LWN.net Logo

Followups: performance counters, ksplice, and fsnotify

By Jonathan Corbet
December 17, 2008
There's been progress in a few areas which LWN has covered in the past. Here's a quick followup on where things stand now.

Performance monitors

In last week's episode, a new, out-of-the-blue performance monitoring patch had stirred up discussion and a certain amount of opposition. The simplicity of the new approach by Ingo Molnar and Thomas Gleixner had some appeal, but it is far from clear that this approach is sufficiently powerful to meet the needs of the wider performance monitoring community.

Since then, version 3 and version 4 of the patch have been posted. A look at the changelogs shows that work on this code is progressing quickly. A number of change have been made, including:

  • The addition of virtual performance counters for tracking clock time, page faults, context switches, and CPU migrations.

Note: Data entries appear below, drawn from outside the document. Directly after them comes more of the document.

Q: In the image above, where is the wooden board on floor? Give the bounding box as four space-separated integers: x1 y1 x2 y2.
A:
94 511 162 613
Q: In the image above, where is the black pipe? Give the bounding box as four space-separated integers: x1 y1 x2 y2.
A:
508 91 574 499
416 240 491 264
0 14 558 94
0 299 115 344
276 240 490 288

  • A new "performance counter group" functionality. This feature is meant to address criticism that the original interface would not allow multiple counters to be read simultaneously, making it hard to correlate different counter values. Counters can now be associated into multiple groups which allow them to be manipulated as a unit. There's also a new mechanism allowing all counters to be turned on or off with a single system call.

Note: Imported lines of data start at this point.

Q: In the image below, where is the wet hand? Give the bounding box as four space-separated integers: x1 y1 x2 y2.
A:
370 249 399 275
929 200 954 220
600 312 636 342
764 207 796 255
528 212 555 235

  • The system call interface has been reworked; see the version 3 announcement for description of the new API.

  • The kerneltop utility has been enhanced to work with performance counter groups.

  • "Performance counter inheritance" is now supported; essentially, this allows a performance monitoring utility to follow a process through a fork() and monitor the child process(es) as well.

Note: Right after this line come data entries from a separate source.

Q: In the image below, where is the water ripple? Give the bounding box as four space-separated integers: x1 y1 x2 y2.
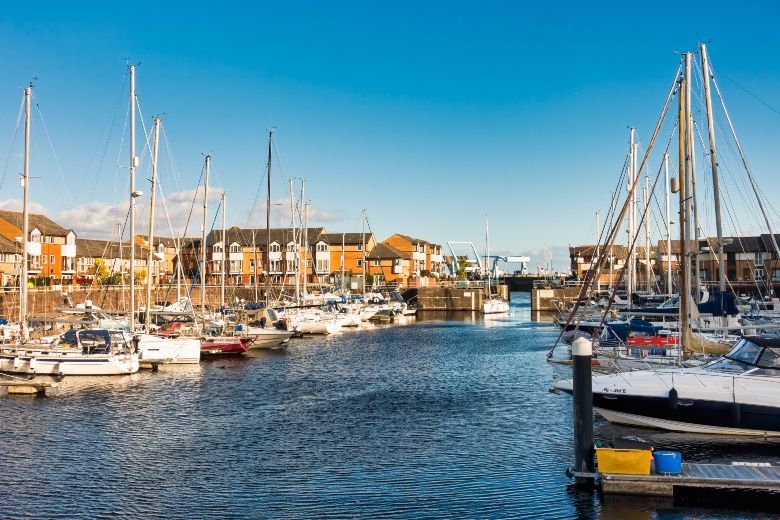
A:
0 295 766 519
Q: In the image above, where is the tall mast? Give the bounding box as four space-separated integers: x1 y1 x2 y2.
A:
303 202 309 298
677 54 691 340
699 44 726 316
264 128 274 308
219 191 230 309
644 175 653 293
295 179 306 299
685 66 701 304
360 209 366 294
290 179 300 298
664 154 672 298
144 116 160 332
200 155 211 320
626 128 636 300
485 213 493 294
19 83 32 343
129 65 140 333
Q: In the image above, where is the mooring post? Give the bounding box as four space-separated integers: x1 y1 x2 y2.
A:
571 338 594 485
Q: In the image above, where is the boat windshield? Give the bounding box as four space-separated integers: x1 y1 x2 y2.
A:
726 339 763 365
705 338 780 375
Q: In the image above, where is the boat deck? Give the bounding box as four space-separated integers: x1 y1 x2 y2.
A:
600 463 780 497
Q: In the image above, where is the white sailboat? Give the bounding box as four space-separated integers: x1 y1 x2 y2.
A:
136 110 200 364
480 215 509 314
0 84 138 376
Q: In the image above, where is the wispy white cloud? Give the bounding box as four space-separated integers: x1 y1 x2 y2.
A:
0 199 46 215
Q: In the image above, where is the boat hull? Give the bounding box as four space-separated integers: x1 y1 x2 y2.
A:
555 369 780 437
136 334 201 364
0 349 138 376
200 337 253 356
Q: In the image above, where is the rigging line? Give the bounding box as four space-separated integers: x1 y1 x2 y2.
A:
0 98 24 190
366 214 387 285
710 64 780 119
547 60 683 359
272 139 290 194
712 69 780 258
109 91 131 240
33 92 72 206
596 132 674 329
160 125 182 193
177 162 206 256
73 68 128 207
78 72 127 240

  • The new "timec" utility runs a process under performance monitoring, outputting a whole set of statistics on how the process ran.

There are still concerns about this new approach to performance monitoring, naturally. Developers worry that users may not be able to get the information they need, and it still seems like it may be necessary to put a huge amount of hardware-specific programming information into the kernel. But, to your editor's eye, this patch set also seems to be gaining a bit of the sense of inevitability which usually attaches itself to patches from Ingo and company. It will probably be some time, though, before a decision is made here.

Ksplice

In November, we looked at a new version of the Ksplice code, which allows patches to be put into a running kernel. The Ksplice developers would like to see their work go into the mainline, so they recently poked Andrew Morton to see what the status was. His response was:

It's quite a lot of tricky code, and fairly high maintenance, I expect.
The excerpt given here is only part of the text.